🤖 AI Summary
This paper addresses the challenge of representing and matching visually rich multimodal multilingual content—such as tables, charts, and mixed text-image documents—in retrieval tasks. To this end, we propose Jina-VLM, a unified text-image embedding model built upon a 3.8B-parameter Transformer architecture. It introduces a novel hybrid late-interaction mechanism supporting both single- and multi-vector representations, coupled with task-specific LoRA adapters for efficient cross-scenario adaptation. To bridge the evaluation gap, we construct Jina-VDR—the first benchmark dedicated to mixed text-image document retrieval. Extensive experiments demonstrate that Jina-VLM achieves state-of-the-art performance across cross-modal semantic matching, code search, and unimodal retrieval. Notably, it significantly outperforms existing methods in vision-intensive scenarios, including table and chart understanding.
📝 Abstract
We introduce jina-embeddings-v4, a 3.8 billion parameter multimodal embedding model that unifies text and image representations through a novel architecture supporting both single-vector and multi-vector embeddings in the late interaction style.
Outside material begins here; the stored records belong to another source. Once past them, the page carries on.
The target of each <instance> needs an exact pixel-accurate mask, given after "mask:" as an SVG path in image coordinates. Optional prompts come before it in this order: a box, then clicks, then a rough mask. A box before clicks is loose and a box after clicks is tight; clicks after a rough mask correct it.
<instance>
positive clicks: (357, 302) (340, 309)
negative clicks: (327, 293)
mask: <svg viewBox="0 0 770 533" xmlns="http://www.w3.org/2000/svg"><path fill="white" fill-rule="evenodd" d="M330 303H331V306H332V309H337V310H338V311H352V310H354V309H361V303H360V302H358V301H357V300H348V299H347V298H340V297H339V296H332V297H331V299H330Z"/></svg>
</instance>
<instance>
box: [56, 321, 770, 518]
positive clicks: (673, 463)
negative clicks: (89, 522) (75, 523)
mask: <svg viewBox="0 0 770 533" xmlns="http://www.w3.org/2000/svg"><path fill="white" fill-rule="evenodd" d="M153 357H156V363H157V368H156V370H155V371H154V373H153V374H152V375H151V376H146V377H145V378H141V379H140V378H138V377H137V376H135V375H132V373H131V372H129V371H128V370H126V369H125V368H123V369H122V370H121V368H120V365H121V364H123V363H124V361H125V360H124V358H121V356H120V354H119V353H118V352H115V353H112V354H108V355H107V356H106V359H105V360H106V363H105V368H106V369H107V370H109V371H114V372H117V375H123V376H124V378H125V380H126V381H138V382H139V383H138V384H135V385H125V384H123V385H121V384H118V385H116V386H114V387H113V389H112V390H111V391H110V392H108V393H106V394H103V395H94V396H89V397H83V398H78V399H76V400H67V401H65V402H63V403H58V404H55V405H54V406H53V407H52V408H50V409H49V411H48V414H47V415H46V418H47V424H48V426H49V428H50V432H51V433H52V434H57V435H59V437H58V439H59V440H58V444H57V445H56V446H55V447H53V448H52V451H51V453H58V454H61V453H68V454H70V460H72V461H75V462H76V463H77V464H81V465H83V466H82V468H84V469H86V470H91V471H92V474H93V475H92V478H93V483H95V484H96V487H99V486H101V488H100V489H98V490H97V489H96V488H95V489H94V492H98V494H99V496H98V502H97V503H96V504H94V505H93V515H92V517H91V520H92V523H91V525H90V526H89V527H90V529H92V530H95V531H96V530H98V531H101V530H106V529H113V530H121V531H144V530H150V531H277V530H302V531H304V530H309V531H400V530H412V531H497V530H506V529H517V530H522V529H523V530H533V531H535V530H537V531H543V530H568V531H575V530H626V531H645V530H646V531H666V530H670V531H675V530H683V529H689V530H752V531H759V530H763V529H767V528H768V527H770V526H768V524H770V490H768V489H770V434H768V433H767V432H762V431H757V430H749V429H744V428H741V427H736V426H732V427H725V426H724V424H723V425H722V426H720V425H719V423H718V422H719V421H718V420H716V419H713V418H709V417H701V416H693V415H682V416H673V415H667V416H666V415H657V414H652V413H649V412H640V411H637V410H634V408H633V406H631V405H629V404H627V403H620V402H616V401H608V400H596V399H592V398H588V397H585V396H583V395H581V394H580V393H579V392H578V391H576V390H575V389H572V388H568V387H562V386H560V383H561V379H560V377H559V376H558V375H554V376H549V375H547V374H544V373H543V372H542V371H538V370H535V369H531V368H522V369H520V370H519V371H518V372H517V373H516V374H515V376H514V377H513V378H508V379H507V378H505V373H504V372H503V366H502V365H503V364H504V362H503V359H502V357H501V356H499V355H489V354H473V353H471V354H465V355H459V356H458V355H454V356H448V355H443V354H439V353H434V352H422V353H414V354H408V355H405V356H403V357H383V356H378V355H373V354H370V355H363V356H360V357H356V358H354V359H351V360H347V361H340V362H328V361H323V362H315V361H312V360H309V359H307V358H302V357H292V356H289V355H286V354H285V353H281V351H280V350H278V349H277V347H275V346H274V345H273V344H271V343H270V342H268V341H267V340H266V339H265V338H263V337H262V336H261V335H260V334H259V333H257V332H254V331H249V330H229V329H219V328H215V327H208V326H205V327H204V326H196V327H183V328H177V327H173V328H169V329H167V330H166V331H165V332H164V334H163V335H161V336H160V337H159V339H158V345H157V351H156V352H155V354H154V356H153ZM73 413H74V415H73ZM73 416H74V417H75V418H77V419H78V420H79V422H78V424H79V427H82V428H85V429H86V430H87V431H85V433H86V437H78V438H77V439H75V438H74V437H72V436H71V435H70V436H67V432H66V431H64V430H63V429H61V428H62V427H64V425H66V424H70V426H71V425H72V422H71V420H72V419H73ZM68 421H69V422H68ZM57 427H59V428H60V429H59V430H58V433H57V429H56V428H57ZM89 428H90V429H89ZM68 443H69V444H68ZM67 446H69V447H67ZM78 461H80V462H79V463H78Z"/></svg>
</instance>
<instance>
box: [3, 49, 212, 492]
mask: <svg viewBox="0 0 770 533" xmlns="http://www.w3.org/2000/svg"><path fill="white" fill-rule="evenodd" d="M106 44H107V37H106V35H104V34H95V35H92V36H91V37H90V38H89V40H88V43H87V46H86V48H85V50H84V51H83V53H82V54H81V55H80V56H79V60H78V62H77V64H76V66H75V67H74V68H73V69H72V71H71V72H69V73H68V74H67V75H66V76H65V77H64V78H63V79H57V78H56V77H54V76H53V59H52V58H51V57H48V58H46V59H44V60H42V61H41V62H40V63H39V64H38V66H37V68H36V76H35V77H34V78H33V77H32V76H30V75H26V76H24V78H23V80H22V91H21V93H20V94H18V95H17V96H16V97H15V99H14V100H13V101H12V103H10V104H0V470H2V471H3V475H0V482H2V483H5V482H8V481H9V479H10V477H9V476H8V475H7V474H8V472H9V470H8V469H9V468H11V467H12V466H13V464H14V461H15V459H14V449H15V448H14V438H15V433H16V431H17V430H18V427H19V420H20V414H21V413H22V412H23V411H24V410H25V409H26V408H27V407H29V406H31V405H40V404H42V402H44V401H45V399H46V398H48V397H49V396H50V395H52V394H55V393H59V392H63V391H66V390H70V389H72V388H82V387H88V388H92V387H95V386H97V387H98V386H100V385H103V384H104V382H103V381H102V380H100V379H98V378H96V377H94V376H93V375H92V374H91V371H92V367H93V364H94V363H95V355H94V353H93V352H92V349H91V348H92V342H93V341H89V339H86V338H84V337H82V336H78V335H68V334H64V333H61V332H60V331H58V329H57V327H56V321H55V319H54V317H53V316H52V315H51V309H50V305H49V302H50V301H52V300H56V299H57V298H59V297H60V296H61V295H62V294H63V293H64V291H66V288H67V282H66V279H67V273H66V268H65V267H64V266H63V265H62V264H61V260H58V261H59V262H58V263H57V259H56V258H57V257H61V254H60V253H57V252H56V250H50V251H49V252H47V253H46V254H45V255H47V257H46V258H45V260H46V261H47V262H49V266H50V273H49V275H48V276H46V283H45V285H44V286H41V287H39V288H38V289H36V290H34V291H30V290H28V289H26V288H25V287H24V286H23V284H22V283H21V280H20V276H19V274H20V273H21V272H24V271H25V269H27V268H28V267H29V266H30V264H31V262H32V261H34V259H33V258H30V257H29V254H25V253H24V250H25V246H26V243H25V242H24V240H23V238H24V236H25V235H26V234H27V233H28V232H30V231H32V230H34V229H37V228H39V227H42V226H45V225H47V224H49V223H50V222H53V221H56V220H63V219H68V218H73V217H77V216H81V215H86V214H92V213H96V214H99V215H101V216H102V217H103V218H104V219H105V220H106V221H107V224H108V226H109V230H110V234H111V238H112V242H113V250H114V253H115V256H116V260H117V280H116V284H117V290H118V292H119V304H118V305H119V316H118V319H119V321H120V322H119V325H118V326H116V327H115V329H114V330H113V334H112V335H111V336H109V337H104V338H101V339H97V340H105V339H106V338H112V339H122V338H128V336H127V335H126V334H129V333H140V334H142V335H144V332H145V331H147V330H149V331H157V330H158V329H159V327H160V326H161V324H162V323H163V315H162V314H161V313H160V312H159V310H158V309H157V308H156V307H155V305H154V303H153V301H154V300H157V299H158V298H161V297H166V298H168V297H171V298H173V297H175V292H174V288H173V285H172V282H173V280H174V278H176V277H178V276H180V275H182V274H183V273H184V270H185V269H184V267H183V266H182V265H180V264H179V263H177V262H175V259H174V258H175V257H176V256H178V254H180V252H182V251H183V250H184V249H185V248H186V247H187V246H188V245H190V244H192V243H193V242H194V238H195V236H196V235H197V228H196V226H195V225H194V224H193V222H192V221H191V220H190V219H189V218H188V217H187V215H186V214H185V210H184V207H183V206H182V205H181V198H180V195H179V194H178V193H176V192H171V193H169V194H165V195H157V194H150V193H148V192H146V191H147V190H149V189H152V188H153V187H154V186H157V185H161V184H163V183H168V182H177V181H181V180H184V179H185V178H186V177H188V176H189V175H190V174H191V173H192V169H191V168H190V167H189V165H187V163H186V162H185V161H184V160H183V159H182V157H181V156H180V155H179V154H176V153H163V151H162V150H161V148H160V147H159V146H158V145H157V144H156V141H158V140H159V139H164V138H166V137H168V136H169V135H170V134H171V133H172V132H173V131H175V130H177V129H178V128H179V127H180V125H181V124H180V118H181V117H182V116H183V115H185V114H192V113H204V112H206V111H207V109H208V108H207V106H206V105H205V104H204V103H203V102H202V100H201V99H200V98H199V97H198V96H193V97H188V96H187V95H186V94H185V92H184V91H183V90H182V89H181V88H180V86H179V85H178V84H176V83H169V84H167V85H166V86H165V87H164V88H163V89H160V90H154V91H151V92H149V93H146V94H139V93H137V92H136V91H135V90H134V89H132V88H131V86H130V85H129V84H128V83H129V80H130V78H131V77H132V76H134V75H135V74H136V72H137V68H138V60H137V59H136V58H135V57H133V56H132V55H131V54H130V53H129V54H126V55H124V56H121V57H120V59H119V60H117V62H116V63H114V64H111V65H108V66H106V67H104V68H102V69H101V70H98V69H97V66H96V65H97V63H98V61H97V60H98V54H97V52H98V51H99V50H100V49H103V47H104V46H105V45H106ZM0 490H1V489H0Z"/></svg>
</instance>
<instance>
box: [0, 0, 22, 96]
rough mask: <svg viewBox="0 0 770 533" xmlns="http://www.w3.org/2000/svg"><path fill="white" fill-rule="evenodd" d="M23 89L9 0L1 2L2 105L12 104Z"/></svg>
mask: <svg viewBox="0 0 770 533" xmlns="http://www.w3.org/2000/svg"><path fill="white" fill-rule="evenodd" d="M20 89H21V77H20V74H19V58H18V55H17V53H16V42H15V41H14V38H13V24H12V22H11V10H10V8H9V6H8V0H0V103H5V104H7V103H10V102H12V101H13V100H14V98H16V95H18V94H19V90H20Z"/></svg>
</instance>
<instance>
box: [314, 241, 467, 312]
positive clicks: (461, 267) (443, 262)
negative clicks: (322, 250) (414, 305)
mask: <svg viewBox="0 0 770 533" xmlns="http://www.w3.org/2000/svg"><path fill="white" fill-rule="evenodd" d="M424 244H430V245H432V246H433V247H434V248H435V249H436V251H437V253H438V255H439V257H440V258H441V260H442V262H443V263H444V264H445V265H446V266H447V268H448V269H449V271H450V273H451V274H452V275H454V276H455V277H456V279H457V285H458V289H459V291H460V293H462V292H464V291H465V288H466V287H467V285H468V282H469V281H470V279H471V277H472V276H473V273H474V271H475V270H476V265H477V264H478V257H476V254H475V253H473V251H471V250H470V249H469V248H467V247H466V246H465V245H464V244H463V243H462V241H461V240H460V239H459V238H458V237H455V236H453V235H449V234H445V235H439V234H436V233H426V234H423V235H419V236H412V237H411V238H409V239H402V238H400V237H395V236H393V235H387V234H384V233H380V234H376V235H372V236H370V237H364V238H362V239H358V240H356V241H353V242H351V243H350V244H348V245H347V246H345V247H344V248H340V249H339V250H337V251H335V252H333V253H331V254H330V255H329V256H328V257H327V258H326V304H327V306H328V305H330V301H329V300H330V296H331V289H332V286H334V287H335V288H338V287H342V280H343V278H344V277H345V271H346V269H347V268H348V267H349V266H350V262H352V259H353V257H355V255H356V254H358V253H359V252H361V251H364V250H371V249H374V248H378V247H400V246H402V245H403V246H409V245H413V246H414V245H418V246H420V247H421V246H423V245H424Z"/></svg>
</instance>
The model incorporates task-specific Low-Rank Adaptation (LoRA) adapters to optimize performance across diverse retrieval scenarios, including query-based information retrieval, cross-modal semantic similarity, and programming code search. Comprehensive evaluations demonstrate that jina-embeddings-v4 achieves state-of-the-art performance on both single- modal and cross-modal retrieval tasks, with particular strength in processing visually rich content such as tables, charts, diagrams, and mixed-media formats. To facilitate evaluation of this capability, we also introduce Jina-VDR, a novel benchmark specifically designed for visually rich image retrieval.